Pelan-pelan istriku bangkit dari tempat tidur, lalu kembali dengan membawa sebuah dompet yang terbuka dan menyerahkannya kepadaku. Istriku selalu membawa dompet itu jika berbelanja. Aku segera melongok ke dalam dompet itu, mencoba meraba-raba isinya dan menemukan beberapa lembar kuitansi, nota tagihan, catatan resep dokter, dan sebuah kartu ATM yang sudah lama tidak kami gunakan.  

“Bisa kubayangkan bagaimana perasaanmu hari ini,” kataku, seraya meletakkan dompet itu di samping istriku yang tengah berbaring memunggungiku.

“Tidak ada puding untuknya, kan?”

Tiba-tiba aku teringat janjiku. Lalu aku membayangkan: Samar terbangun menagih janji itu, menangis sejadi-jadinya, lalu semua tetangga tahu dan diam-diam ada yang prihatin bahwa orang tua semacam aku bahkan tidak sanggup membelikan anaknya sebiji puding instan!

 “Astaga, aku lupa!
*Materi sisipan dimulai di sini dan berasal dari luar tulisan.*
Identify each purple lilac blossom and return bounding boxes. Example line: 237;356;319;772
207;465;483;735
Yang rasa stroberi, kan?” kataku seraya bangkit dari tempat tidur, tapi tangan istriku segera menahanku. Lalu dengan gerakan perlahan dia meletakkan tanganku di atas perutnya yang semakin membukit.
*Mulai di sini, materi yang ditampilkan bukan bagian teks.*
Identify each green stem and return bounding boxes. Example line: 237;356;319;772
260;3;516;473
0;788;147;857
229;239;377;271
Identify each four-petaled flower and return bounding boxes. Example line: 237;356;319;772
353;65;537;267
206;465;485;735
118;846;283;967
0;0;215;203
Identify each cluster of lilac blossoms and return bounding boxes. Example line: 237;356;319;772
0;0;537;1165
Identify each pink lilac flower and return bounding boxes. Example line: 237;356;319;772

“Sudahlah, di sini saja dulu. Tadi aku membuatkan semangkuk puding untuknya dan dia senang. Untung masih ada bahan tersisa,” katanya kemudian.

Aku bisa merasakan getaran yang berulang-ulang, bergerak-gerak, seolah menendang-nendang dalam perut istriku. Aku teringat ketika istriku mengandung Samarkand—anak itu terlalu aktif. Istriku selalu memanggilku dengan gembira ketika hal itu terjadi. Biasanya aku akan segera menempelkan telinga dan tanganku ke perut istriku dan merasakan sensasi kegembiraan yang sama seperti kehamilannya kali ini.

“Dia begitu aktif. Seperti kakaknya,” bisikku.

***

Istriku meletakkan puding instan itu di meja makan dan buru-buru merogoh mulut Samar untuk mengeluarkan sesuatu. Anak itu kembali menangis sejadi-jadinya. Seraya bertanya-tanya, aku mencoba memeriksa makanan ringan itu. Aku bingung, mencari-cari di mana letak tanggal kedaluwarsanya.

“Di mana beli puding sialan ini?” tanya istriku, nada suaranya benar-benar tidak seperti biasanya.

Belum sempat kutanggapi pertanyaannya, istriku sudah berlalu seraya menggendong Samar. Aku mendengar suara pintu gerbang yang terbuka, lalu suara tangis anak itu yang menyayat, lamat-lamat menjauh. Aku kembali mencoba memeriksa “puding sialan” itu. Aku benar-benar tidak bisa menemukan tanggal kedaluwarsanya. Lalu aku mencoba mencicipinya. Ada rasa yang aneh di ujung lidah. Aku berusaha memperhatikannya dengan lebih saksama dan mendapati bahwa tekstur puding instan itu memang sudah berubah. Tidak percaya dengan apa yang terlihat, aku mencoba mencicipinya kembali. Pada saat yang sama, tiba-tiba muncul sosok Rina—gadis kecil tetanggaku itu—di depan pintu.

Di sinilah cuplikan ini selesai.